AIC(lm(Ozone ~ ., data = airquality))
## [1] 208.6604
AIC(lm(Ozone ~ ., data = subset(airquality, select = -Solar.R)))
## [1] 955.0681
# Considers only complete cases including Solar.R
AIC(lm(Ozone ~ . - Solar.R, data = airquality))
## [1] 206.8047
We have seen the problems that missing data may cause in regression models. There are many techniques designed to handle missing data, depending on the missing data mechanism (whether is it completely at random or whether there is some pattern in the missing process) and the approach to impute the data (parametric, nonparametric, Bayesian, etc). We do not give an exhaustive view of the topic here, but we outline three concrete approaches to handle missing data in practice:
- Use complete cases. This is the simplest solution and can be achieved by restricting the analysis to the set of fully-observed observations. The advantage of this solution is that it can be implemented very easily by using the
complete.cases
orna.exclude
functions. However, an undesirable consequence is that we may lose a substantial amount of data and therefore the precision of the estimators will be lower. In addition, it may lead to a biased representation of the original data (if the missing process is associated with the values of the response or predictors). - Remove predictors with many missing data. This is another simple solution that is useful in case most of the missing data is concentrated in one predictor.
- Use imputation for the missing values. The idea is to replace the missing observations on the response or the predictors with artificial values that try to preserve the dataset structure:
- When the response is missing, we can use a predictive model to predict the missing response, then create a new fully-observed dataset containing the predictions instead of the missing values, and finally re-estimate the predictive model in this expanded dataset. This approach is attractive if most of the missing data is in the response.
- When different predictors and the response are missing, we can use a direct imputation for them. The simplest approach is to replace the missing data with the sample mean of the observed cases (in the case of quantitative variables). Another approach is to input sample means for the predictors, then use the reconstructed dataset to predict the missing responses. These and more sophisticated imputation methods, based on predictive models, are available within the
mice
package245. This approach is interesting if the data contains manyNA
s scattered in different predictors (hence a complete-cases analysis will be inefficient).

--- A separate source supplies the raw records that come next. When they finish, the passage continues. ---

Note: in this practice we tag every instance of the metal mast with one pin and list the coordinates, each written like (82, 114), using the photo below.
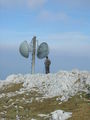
(33, 55)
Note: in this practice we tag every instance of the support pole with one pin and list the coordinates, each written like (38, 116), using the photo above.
(33, 55)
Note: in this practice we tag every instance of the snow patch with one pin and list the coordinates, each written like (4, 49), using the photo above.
(60, 115)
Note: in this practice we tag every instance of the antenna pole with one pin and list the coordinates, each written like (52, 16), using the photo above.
(33, 55)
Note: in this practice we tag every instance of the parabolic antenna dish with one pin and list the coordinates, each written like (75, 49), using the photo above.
(24, 49)
(42, 50)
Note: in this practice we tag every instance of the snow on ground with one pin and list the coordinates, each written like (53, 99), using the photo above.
(60, 115)
(63, 83)
(57, 115)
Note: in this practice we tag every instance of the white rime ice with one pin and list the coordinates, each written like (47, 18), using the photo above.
(63, 83)
(60, 115)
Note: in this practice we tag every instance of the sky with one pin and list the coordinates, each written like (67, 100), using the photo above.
(63, 24)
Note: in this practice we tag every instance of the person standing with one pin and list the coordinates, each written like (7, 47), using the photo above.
(47, 65)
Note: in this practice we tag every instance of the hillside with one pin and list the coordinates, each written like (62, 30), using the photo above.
(60, 96)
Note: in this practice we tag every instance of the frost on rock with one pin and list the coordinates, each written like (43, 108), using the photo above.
(63, 84)
(60, 115)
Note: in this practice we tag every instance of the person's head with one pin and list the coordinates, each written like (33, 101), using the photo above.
(46, 57)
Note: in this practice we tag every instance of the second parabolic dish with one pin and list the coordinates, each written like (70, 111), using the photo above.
(43, 50)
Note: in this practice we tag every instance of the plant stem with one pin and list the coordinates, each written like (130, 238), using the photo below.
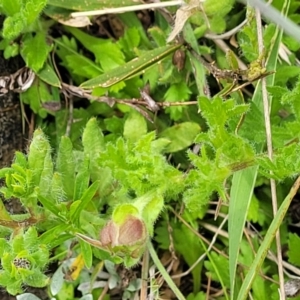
(163, 272)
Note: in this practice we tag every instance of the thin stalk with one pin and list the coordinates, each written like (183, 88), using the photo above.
(270, 150)
(164, 272)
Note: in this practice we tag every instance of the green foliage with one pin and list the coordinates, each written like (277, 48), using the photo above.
(100, 190)
(294, 244)
(20, 16)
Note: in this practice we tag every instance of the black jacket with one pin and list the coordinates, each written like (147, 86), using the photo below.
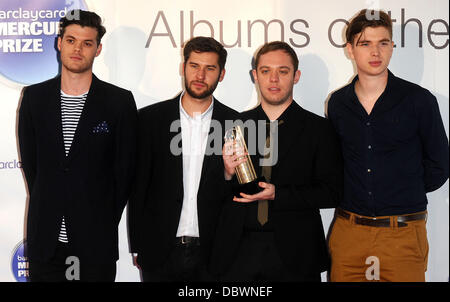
(157, 198)
(307, 177)
(90, 186)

Let’s put in practice these three approaches in the previous example.
# The complete cases approach is the default in R
summary(lm(Ozone ~ ., data = airquality))
##
## Call:
## lm(formula = Ozone ~ ., data = airquality)
##
## Residuals:
## Min 1Q Median 3Q Max
## -23.790 -10.910 -2.249 10.960 33.246
##
## Coefficients:
## Estimate Std. Error t value Pr(>|t|)
## (Intercept) -71.50880 31.49703 -2.270 0.035704 *
## Solar.R -0.01112 0.03376 -0.329 0.745596
## Wind -0.61129 0.96113 -0.636 0.532769
## Temp 1.82870 0.42224 4.331 0.000403 ***
## Month -2.86513 2.22222 -1.289 0.213614
## Day -0.28710 0.41700 -0.688 0.499926
## ---
## Signif. codes: 0 '***' 0.001 '**' 0.01 '*' 0.05 '.' 0.1 ' ' 1
##
## Residual standard error: 16.12 on 18 degrees of freedom
## (129 observations deleted due to missingness)
## Multiple R-squared: 0.5957, Adjusted R-squared: 0.4833
## F-statistic: 5.303 on 5 and 18 DF, p-value: 0.00362
# However, since the complete cases that R is going to consider
# depends on which predictors are included, it is safer to
# exclude NA's explicitly before the fitting of a model.

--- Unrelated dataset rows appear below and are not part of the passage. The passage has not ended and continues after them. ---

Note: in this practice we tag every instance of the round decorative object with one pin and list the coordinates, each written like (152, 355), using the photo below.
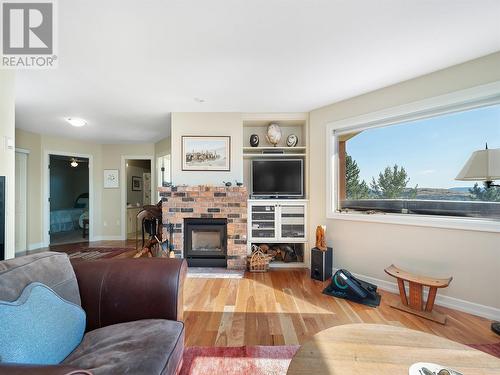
(254, 140)
(273, 134)
(292, 140)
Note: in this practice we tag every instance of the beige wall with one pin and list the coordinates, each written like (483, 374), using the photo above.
(7, 156)
(107, 205)
(33, 142)
(473, 258)
(230, 124)
(163, 147)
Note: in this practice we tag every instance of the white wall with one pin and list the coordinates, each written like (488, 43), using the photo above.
(228, 124)
(7, 156)
(472, 258)
(107, 222)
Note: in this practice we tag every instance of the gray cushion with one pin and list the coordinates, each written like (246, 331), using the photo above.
(49, 268)
(150, 346)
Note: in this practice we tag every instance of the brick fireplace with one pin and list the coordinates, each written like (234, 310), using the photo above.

airqualityNoNA <- na.exclude(airquality)
summary(airqualityNoNA)
## Ozone Solar.R Wind Temp Month Day
## Min. : 8.00 Min. : 13.0 Min. : 6.300 Min. :58.00 Min. :5.00 Min. : 1.00
## 1st Qu.:13.00 1st Qu.: 61.5 1st Qu.: 9.575 1st Qu.:65.50 1st Qu.:5.00 1st Qu.:11.25
## Median :17.00 Median :178.5 Median :11.500 Median :71.50 Median :6.00 Median :16.50
## Mean :28.21 Mean :161.8 Mean :11.887 Mean :72.54 Mean :6.75 Mean :15.79
## 3rd Qu.:36.25 3rd Qu.:255.0 3rd Qu.:14.300 3rd Qu.:79.50 3rd Qu.:9.00 3rd Qu.:20.25
## Max. :96.00 Max. :334.0 Max. :20.700 Max. :97.00 Max. :9.00 Max. :29.00
# The package VIM has a function to visualize where the missing
# data is present. It gives the percentage of NA's for each
# variable and for the most important combinations of NA's.
VIM::aggr(airquality)
# Stepwise regression without NA's -- no problem
modBIC1 <- MASS::stepAIC(lm(Ozone ~ ., data = airqualityNoNA),
k = log(nrow(airqualityNoNA)), trace = 0)
summary(modBIC1)
##
## Call:
## lm(formula = Ozone ~ Temp, data = airqualityNoNA)
##
## Residuals:
## Min 1Q Median 3Q Max
## -27.645 -13.180 -0.136 8.926 37.666
##
## Coefficients:
## Estimate Std. Error t value Pr(>|t|)
## (Intercept) -90.1846 24.6414 -3.660 0.00138 **
## Temp 1.6321 0.3367 4.847 7.63e-05 ***
## ---
## Signif. codes: 0 '***' 0.001 '**' 0.01 '*' 0.05 '.' 0.1 ' ' 1
##
## Residual standard error: 15.95 on 22 degrees of freedom
## Multiple R-squared: 0.5164, Adjusted R-squared: 0.4944
## F-statistic: 23.49 on 1 and 22 DF, p-value: 7.634e-05
# But we only take into account 16% of the original data
nrow(airqualityNoNA) / nrow(airquality)
## [1] 0.1568627
# Removing the predictor with many NA's, as we did before
# We also exclude NA's from other predictors
airqualityNoSolar.R <- na.exclude(subset(airquality, select = -Solar.R))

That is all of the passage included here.